8/10
Old-School Entertainment
31 May 2006
You either get it or you don't. Like most studio films, this movie was intended to make money by providing one thing - entertainment. Not a history lesson, not social commentary. Entertainment. Like the better realized but equally fake-medieval "Adventures of Robin Hood," released the same year (1938), "The Adventures of Marco Polo" (note the similar title) provides plenty of entertainment in the comedy-adventure genre that eventually led to "Raiders of the Lost Ark." Evaluating either "Raiders" or "Marco Polo" on its historical accuracy misses the point. It's like asking how Marco is able to speak what must be flawless Mandarin, plus the language of Alan Hale's presumably Turkic people. If you gotta ask, the movie just isn't your style.

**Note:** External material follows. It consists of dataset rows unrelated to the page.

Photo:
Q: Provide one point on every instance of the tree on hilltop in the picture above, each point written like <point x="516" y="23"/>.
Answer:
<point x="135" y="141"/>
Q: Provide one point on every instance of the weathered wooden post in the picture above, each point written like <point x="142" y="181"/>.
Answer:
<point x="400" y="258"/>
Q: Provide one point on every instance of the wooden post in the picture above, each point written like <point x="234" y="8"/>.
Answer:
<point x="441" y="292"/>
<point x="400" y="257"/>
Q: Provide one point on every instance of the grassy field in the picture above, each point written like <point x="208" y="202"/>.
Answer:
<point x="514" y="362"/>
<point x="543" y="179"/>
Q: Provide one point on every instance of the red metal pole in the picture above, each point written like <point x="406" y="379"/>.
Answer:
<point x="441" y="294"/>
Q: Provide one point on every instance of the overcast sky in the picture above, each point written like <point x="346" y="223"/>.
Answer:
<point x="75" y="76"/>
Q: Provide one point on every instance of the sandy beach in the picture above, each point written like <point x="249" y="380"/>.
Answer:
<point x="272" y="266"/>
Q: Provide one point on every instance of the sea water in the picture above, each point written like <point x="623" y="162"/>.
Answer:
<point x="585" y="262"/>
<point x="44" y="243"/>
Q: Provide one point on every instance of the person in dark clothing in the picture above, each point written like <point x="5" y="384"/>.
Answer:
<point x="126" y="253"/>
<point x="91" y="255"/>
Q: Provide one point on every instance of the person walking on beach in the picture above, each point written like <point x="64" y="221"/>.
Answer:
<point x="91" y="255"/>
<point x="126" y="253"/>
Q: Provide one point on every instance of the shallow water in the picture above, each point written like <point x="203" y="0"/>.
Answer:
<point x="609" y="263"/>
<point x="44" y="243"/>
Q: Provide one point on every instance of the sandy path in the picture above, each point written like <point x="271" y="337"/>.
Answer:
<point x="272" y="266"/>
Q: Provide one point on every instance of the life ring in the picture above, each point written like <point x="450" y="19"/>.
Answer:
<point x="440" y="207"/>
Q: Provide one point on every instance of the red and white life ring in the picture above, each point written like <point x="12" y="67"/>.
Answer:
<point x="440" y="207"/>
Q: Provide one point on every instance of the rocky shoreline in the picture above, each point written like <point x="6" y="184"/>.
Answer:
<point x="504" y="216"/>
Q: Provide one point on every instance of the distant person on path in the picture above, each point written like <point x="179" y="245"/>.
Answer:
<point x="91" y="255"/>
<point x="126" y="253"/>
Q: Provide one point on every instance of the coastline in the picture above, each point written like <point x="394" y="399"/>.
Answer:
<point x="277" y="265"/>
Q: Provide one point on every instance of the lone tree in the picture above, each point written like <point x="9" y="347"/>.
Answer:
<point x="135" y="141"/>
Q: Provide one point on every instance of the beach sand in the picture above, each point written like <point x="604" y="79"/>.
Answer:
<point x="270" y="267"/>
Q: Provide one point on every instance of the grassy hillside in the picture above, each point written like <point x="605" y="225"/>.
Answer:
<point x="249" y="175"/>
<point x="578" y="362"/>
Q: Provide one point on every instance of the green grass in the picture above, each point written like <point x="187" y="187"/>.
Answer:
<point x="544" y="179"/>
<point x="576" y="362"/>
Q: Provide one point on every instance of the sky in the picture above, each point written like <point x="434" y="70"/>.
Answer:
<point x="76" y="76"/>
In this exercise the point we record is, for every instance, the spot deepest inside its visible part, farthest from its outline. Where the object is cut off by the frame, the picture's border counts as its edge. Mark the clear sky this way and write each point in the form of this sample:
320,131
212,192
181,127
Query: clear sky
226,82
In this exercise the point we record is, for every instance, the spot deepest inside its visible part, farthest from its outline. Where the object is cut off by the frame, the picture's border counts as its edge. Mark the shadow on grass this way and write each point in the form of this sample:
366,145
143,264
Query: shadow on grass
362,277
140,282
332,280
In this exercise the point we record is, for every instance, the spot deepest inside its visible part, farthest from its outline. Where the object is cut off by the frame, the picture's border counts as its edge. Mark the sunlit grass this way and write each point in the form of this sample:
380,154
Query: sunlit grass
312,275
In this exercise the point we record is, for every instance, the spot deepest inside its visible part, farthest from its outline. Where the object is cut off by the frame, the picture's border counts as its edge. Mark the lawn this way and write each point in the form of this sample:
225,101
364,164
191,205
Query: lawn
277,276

Cooper looks a little less comfortable in this role than in some others, but he's adequately wry and intrepid, never taking the role of Marco too seriously. The rarely-seen Sigrid Gurie, whose face reminds one of Garbo, even through the Asian makeup, is beautiful and ethereal as the daughter of Kublai, played with Midwestern folksiness by the affable George Barbier. (Remember, it's not supposed to be real.) As Kublai's evil vizier, Basil Rathbone emanates the same elegant menace as he did in the role of Sir Guy in "Robin Hood." The ubiquitous Alan Hale, Sr., plays his usual self, and if you look carefully you'll see teenybopper Lana Turner in a small but fully credited role.

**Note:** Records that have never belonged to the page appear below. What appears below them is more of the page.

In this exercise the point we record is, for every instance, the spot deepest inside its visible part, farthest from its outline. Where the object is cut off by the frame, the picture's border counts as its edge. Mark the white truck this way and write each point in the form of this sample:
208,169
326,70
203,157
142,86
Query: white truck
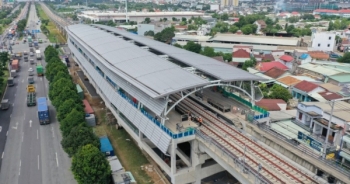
38,54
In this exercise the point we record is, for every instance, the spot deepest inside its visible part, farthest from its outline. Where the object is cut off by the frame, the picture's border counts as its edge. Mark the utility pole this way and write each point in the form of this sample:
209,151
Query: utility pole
126,11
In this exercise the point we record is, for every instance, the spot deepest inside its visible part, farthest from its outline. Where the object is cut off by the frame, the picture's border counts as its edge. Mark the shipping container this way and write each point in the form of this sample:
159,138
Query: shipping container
106,146
80,92
43,111
15,65
87,107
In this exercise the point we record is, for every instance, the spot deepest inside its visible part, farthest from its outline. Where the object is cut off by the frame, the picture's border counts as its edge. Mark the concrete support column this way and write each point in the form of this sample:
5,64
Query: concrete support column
173,156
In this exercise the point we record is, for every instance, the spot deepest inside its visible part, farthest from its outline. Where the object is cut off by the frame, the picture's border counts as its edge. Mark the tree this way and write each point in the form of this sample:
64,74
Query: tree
77,138
73,119
89,166
193,47
149,33
345,58
208,51
66,107
279,92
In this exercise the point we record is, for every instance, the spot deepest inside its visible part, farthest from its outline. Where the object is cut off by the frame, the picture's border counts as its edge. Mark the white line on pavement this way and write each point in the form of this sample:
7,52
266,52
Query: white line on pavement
56,159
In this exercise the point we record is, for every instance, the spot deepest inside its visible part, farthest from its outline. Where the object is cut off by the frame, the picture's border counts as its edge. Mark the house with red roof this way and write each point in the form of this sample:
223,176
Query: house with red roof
286,60
304,90
272,104
265,66
241,55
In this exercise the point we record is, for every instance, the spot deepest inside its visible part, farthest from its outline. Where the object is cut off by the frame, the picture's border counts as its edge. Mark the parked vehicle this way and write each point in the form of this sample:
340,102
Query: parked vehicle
43,111
40,70
10,81
30,80
15,65
31,95
13,73
4,104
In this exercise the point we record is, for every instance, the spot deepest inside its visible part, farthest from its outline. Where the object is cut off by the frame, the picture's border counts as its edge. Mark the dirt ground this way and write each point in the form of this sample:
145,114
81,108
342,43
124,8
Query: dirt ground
151,169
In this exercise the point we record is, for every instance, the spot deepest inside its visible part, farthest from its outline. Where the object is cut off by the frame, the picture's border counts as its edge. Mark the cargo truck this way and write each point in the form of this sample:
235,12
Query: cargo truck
15,65
38,54
31,95
10,81
43,111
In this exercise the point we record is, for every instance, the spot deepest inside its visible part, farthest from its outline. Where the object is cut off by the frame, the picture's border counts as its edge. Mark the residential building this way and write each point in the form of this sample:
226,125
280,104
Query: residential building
265,66
315,116
260,26
304,91
287,60
272,104
324,41
240,56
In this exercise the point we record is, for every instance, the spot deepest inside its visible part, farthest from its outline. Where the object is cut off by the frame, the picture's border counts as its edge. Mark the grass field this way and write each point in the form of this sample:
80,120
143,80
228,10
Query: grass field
55,35
127,151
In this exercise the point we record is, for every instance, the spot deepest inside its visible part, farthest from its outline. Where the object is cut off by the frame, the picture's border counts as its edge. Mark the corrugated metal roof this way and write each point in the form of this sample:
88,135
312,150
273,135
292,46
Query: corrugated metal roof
219,70
268,40
153,75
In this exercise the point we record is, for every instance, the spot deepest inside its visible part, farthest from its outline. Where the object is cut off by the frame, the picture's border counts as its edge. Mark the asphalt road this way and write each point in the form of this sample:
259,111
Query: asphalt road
33,153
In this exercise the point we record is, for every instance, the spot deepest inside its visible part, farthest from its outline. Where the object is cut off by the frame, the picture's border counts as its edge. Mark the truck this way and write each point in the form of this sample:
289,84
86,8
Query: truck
38,54
43,111
10,81
31,95
13,73
4,104
15,65
40,70
36,44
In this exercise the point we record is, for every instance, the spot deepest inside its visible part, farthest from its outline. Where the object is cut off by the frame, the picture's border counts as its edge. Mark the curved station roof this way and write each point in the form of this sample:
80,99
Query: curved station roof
150,73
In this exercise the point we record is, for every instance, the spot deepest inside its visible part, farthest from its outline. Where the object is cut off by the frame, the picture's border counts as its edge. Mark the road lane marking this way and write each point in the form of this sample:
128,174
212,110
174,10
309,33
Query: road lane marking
56,159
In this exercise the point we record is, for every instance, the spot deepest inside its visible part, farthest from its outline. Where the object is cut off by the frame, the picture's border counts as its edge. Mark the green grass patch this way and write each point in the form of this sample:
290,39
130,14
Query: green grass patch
3,87
126,149
55,36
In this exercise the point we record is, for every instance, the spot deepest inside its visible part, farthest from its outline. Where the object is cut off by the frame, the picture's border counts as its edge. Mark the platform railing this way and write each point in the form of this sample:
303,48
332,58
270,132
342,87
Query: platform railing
231,158
333,164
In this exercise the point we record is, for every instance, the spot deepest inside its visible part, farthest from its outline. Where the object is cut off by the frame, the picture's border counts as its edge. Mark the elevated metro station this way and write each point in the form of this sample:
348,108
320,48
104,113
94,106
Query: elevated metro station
182,108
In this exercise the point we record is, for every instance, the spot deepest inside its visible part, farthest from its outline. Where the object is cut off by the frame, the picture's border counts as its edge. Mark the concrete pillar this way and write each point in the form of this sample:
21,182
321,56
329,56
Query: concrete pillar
173,157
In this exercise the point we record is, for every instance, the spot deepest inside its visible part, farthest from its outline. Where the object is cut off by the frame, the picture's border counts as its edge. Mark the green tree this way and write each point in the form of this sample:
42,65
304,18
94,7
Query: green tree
345,58
77,138
208,51
73,119
89,166
193,47
279,92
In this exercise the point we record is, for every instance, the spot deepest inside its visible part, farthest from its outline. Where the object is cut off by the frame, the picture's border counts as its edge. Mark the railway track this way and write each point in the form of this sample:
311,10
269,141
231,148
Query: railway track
274,168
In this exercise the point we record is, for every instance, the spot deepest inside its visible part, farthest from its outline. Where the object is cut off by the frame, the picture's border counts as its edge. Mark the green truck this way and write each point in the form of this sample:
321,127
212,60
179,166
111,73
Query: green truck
31,95
40,70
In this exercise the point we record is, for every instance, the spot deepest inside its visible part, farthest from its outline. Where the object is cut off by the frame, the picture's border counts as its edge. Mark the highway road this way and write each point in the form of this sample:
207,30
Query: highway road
33,153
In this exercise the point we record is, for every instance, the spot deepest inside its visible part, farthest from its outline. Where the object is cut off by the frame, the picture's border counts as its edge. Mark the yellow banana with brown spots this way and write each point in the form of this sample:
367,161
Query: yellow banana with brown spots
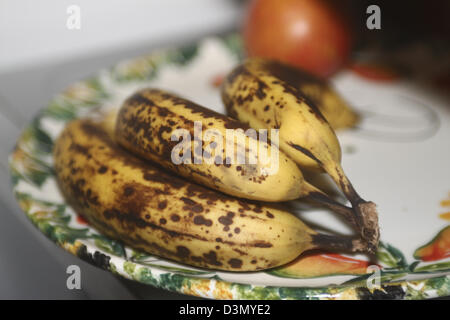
145,124
151,210
266,94
332,106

Why aren't there any Chinese here in leading roles? Because first, the studio had big-name actors on contract and meant to use their box-office appeal to make a bundle. Second, despite the potentially impressive Asian-American talent pool in California no greed-driven executive would have counted on white audiences in 1938 to shell out Depression-era cash to watch Asian unknowns acting the leads in for-profit motion picture. "The Adventures of Marco Polo" is not "The Last Emperor," and it doesn't pretend to be. Nor is it a misconceived turkey like John Wayne's Mongol epic "The Conqueror" (1961). Instead it's only a great "family film" and simple adventurous fun in the pulp-magazine tradition.